Es gibt Paare, die nach dem Betreten des Tanzsaals den Raum füllen: Meist bestehen sie aus einem unglaublich schönen Tanguero mit der Ausstrahlung eines Zuchtebers. Botschaft: „Etwas Wichtiges ist eingetreten: ich!“ In seinem Schatten ein ständig kicherndes und gackerndes Weibchen, dessen akustische Emissionen fallweise die Musik übertönen. Meist suchen sich die beiden gleich Penetrante, mit denen sie, mit dem Rücken zum Parkett, laute und lustige Gespräche führen.

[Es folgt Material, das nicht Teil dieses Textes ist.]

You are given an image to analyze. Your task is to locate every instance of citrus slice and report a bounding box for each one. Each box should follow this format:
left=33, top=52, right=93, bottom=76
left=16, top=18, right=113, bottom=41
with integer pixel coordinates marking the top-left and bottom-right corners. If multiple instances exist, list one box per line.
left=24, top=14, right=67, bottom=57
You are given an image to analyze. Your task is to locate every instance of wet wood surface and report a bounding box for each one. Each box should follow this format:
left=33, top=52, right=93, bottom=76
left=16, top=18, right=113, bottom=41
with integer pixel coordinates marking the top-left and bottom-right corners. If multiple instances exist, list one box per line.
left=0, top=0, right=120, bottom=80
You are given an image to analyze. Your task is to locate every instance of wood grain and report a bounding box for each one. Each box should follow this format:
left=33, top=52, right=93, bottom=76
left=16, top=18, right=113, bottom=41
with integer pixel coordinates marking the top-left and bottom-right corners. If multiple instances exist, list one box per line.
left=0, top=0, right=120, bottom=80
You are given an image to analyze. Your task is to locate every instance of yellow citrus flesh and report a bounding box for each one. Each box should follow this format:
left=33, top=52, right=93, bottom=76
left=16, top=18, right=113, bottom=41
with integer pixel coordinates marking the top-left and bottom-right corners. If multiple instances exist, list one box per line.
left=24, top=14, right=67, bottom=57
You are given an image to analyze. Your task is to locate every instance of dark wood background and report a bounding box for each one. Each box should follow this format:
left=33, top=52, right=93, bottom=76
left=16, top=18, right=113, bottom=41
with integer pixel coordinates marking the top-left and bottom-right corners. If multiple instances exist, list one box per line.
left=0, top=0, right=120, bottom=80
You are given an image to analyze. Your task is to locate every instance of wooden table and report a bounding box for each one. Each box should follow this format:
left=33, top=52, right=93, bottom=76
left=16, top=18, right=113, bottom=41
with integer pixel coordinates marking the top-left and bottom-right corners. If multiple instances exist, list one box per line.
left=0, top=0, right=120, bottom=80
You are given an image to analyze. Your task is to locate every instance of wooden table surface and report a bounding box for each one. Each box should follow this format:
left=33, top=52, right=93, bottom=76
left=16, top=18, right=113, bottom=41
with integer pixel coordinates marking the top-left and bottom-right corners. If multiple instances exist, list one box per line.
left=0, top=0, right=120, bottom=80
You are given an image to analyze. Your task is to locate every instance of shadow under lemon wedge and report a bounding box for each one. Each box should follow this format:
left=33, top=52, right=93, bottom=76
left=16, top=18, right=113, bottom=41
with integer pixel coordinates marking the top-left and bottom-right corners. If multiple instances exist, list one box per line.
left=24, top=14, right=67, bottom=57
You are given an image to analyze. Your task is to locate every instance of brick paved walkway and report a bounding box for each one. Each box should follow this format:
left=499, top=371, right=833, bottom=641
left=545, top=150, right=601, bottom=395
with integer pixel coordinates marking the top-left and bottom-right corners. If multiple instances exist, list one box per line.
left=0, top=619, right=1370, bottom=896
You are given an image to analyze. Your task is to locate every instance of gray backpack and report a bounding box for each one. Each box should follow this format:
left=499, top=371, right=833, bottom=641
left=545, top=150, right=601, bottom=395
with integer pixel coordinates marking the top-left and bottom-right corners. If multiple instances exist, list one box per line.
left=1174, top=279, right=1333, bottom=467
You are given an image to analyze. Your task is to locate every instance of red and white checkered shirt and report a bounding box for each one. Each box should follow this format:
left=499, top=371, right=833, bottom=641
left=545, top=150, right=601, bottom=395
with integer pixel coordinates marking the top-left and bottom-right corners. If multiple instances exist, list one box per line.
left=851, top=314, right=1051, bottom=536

Neulich war es auf einer Milonga mal wieder so weit. Ich warte in solchen Fällen dann darauf, dass die beiden, nachdem die Ego-Show genügend abgefeiert ist, schließlich doch das Parkett betreten. Meist beginnt dann nämlich mein Spaß. So auch diesmal.

Unser Tangostar hackte sich mit viriler Energie entschlossen durch sein Schrittprogramm – allerdings sah ich nach kurzer Zeit zu Karin und fragte: „AT?“ Meine Gattin nickte nur.

Für die Nicht-Tanzsportler: „AT“ ist das Kürzel für „Außer Takt“, eine Feststellung, die in den Augen der Wertungsrichter eine Todsünde bedeutet, welche das Vorrücken in die nächste Wertungsrunde zuverlässig verhindert.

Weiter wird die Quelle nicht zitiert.